I’m dumping large amounts of data each minute, about 600k data points across 10k different identifiers. I need column store for querying so I have gone to duckdb via adbc. But it’s using tons of memory even though I am specifiying an on disk file. I have written a small test to show what I mean in this repo: GitHub - vegabook/adbc_leak_demo · GitHub . You’ll see that adbc basically accumulates memory, especially for duckdb, but also for sqlite, at a much higher pace than native drivers.

I’d like to stick to “offical” adbc if possible as it will also allow me more easily to swap out backends. So is this a bug or some implementation issue? What can I do to avoid this behaviour? As it stands it basically makes adbc difficult to use right now for append workflows as memory just keeps on growing forever.
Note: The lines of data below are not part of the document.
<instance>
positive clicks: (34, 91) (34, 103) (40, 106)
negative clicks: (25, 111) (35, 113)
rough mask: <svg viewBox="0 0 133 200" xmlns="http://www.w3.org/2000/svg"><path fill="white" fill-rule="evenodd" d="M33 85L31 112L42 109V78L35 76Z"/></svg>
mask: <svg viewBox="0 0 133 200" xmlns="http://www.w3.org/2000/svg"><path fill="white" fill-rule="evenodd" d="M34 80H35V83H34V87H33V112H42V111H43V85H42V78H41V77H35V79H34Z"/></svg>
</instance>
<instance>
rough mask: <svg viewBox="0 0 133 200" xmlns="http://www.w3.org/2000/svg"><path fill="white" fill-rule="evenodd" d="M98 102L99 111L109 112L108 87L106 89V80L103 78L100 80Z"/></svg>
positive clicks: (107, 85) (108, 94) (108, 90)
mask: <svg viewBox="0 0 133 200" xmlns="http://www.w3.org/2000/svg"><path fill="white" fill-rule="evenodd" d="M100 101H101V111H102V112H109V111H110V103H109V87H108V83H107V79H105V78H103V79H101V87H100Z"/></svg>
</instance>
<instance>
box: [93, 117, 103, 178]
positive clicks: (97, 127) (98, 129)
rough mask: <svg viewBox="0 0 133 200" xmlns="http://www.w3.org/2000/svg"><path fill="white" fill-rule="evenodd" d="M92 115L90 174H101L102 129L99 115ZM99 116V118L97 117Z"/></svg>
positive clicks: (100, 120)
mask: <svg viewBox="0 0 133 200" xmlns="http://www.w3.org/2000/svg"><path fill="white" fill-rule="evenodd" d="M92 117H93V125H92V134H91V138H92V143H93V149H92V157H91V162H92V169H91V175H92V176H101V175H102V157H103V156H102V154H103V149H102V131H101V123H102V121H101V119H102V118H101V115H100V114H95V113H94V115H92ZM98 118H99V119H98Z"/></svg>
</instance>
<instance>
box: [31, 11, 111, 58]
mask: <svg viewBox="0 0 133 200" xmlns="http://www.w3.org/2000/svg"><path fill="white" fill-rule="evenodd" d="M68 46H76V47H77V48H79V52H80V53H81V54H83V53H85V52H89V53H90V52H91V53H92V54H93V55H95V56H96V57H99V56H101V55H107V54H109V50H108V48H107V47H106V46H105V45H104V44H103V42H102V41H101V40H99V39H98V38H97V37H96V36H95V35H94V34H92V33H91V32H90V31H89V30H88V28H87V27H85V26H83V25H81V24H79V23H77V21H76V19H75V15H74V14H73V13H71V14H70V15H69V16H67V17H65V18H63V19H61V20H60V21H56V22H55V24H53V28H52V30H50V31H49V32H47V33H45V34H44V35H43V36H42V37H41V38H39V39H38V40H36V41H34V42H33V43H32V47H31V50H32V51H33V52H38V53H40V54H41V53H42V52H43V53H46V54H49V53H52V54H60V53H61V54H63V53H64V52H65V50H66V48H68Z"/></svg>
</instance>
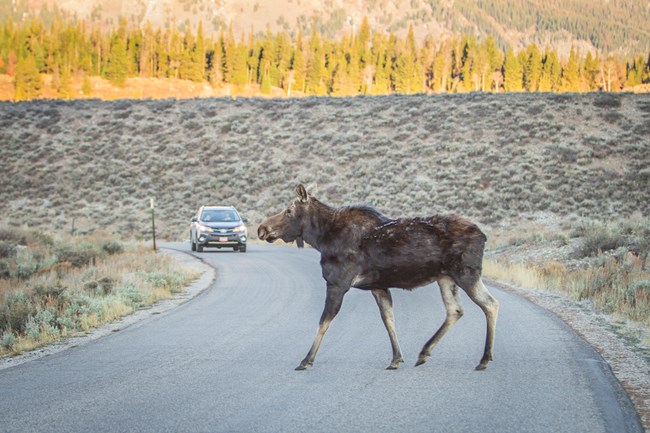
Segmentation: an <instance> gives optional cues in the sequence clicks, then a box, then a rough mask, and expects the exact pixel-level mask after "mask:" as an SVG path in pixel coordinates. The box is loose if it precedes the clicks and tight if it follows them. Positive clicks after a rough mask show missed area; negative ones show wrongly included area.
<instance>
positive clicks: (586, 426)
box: [0, 244, 641, 433]
mask: <svg viewBox="0 0 650 433" xmlns="http://www.w3.org/2000/svg"><path fill="white" fill-rule="evenodd" d="M168 246H173V247H176V248H182V249H187V250H189V248H188V246H187V245H185V244H175V245H168ZM188 252H189V251H188ZM200 257H201V258H203V259H204V260H205V261H206V262H207V263H209V264H211V265H214V266H215V267H216V269H217V283H216V284H214V285H213V286H212V287H210V288H209V289H208V290H206V291H205V292H203V293H202V294H201V295H199V296H198V297H197V298H195V299H194V300H192V301H190V302H188V303H186V304H183V305H181V306H180V307H177V308H175V309H173V310H171V311H168V312H166V313H163V314H160V315H156V316H152V317H151V318H148V319H146V320H144V321H142V322H139V323H137V324H135V325H132V326H130V327H128V328H126V329H124V330H122V331H120V332H117V333H114V334H112V335H110V336H108V337H105V338H102V339H100V340H96V341H94V342H91V343H89V344H87V345H84V346H80V347H77V348H73V349H69V350H66V351H63V352H60V353H57V354H55V355H52V356H49V357H45V358H42V359H39V360H36V361H32V362H28V363H25V364H22V365H19V366H16V367H12V368H9V369H5V370H1V371H0V431H2V432H30V431H39V432H90V431H92V432H382V431H385V432H409V433H415V432H517V433H522V432H572V433H576V432H589V433H597V432H617V433H618V432H639V431H641V429H640V427H639V424H638V419H637V418H636V416H635V415H634V412H633V410H632V409H631V404H630V402H629V400H628V399H627V397H626V396H625V394H624V393H623V392H622V390H621V387H620V386H619V385H618V383H617V382H616V381H615V380H614V379H613V376H612V374H611V373H610V371H609V368H608V367H607V365H606V364H605V363H604V361H603V360H602V359H601V358H600V357H599V356H598V355H597V354H596V353H595V352H594V351H593V350H592V349H591V348H590V347H589V346H588V345H587V344H585V342H584V341H582V340H581V339H580V338H578V337H577V336H576V335H575V334H574V333H573V332H572V331H571V330H570V329H569V328H568V327H567V326H565V325H564V324H563V323H562V322H561V321H560V320H559V319H557V318H556V317H554V316H552V315H550V314H548V313H547V312H545V311H543V310H542V309H540V308H538V307H536V306H534V305H532V304H530V303H529V302H527V301H525V300H523V299H521V298H519V297H517V296H514V295H512V294H510V293H507V292H503V291H500V290H497V289H491V291H492V292H493V294H494V295H495V296H496V297H498V299H499V300H500V302H501V316H500V318H499V323H498V326H497V342H496V347H495V359H494V362H492V363H491V364H490V366H489V368H488V369H487V370H486V371H483V372H477V371H474V370H473V368H474V366H475V365H476V363H477V362H478V360H479V358H480V357H481V354H482V348H483V339H484V332H485V331H484V328H485V324H484V317H483V315H482V313H481V312H480V310H479V309H478V307H476V306H474V304H472V303H471V301H469V299H468V298H467V297H464V298H463V304H464V306H465V316H464V317H463V318H462V320H461V321H460V322H459V323H458V324H457V325H456V327H455V328H454V329H453V330H452V331H450V333H449V334H447V335H446V336H445V338H444V339H443V340H442V342H441V343H440V345H439V346H438V347H437V348H436V349H435V350H434V352H433V354H432V356H431V358H430V360H429V362H428V363H427V364H425V365H423V366H421V367H417V368H414V367H413V364H414V363H415V361H416V359H417V355H418V352H419V350H420V348H421V346H422V344H424V342H425V341H426V340H427V338H428V337H430V336H431V335H432V334H433V332H434V331H435V329H436V328H437V326H438V325H439V324H440V323H441V321H442V318H443V317H444V313H443V307H442V302H441V300H440V296H439V293H438V291H437V288H436V287H435V286H428V287H424V288H421V289H418V290H416V291H414V292H404V291H400V290H393V297H394V303H395V315H396V322H397V332H398V335H399V336H400V342H401V345H402V350H403V352H404V356H405V358H406V363H405V365H404V366H403V367H402V368H401V369H400V370H397V371H386V370H384V368H385V367H386V366H387V365H388V363H389V362H390V358H391V351H390V344H389V341H388V337H387V335H386V332H385V330H384V328H383V325H382V323H381V319H380V317H379V313H378V310H377V307H376V305H375V303H374V300H373V298H372V296H370V294H368V293H365V292H362V291H359V290H354V291H351V292H349V293H348V295H347V296H346V299H345V302H344V304H343V308H342V310H341V313H340V314H339V316H338V317H337V319H336V320H335V321H334V323H333V325H332V327H331V328H330V331H329V333H328V334H327V336H326V337H325V341H324V343H323V345H322V347H321V350H320V352H319V355H318V357H317V358H316V362H315V364H314V367H313V368H312V369H310V370H308V371H306V372H296V371H294V370H293V368H294V367H296V366H297V365H298V363H299V362H300V360H301V359H302V358H303V356H304V355H305V353H306V352H307V350H308V348H309V346H310V344H311V342H312V339H313V337H314V334H315V331H316V326H317V321H318V318H319V317H320V313H321V310H322V306H323V301H324V282H323V281H322V279H321V277H320V268H319V265H318V259H319V257H318V253H317V252H315V251H313V250H310V249H304V250H298V249H296V248H291V247H274V246H262V245H250V246H249V251H248V252H247V253H245V254H242V253H233V252H207V253H202V254H200Z"/></svg>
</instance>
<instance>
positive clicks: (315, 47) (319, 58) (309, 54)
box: [305, 28, 326, 95]
mask: <svg viewBox="0 0 650 433" xmlns="http://www.w3.org/2000/svg"><path fill="white" fill-rule="evenodd" d="M324 72H325V58H324V55H323V46H322V44H321V41H320V36H319V35H318V33H317V32H316V29H315V28H314V29H313V31H312V35H311V38H310V41H309V60H308V62H307V77H306V79H305V91H306V92H307V93H308V94H312V95H325V93H326V88H325V80H324Z"/></svg>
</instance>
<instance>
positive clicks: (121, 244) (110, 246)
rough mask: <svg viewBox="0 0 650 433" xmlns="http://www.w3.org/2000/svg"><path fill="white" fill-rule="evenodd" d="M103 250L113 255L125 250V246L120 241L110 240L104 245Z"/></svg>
mask: <svg viewBox="0 0 650 433" xmlns="http://www.w3.org/2000/svg"><path fill="white" fill-rule="evenodd" d="M102 251H104V252H105V253H107V254H108V255H110V256H112V255H113V254H121V253H122V252H124V247H123V246H122V244H121V243H119V242H116V241H109V242H106V243H105V244H103V245H102Z"/></svg>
Even using sqlite backend the memory growth is kind of a concern. duckdbex is kind of acceptable as memory growth seems slow enough that a once-every-few-hours restart or something should keep thins manageable. But really only exqlite currently is fit for a long-running ingest, but it has the major downside of not doing column store so data science queries will be ultra slow.

Any advice on how to solve the “lots of fast ingest, must be column store, mustn’t leak memory” problem?

The table and chart show process memory growth as rows get ingested. Each iter is 100 rows. All are on-disk workflows so apart from a bit of buffer delta early on, you’d expect stability.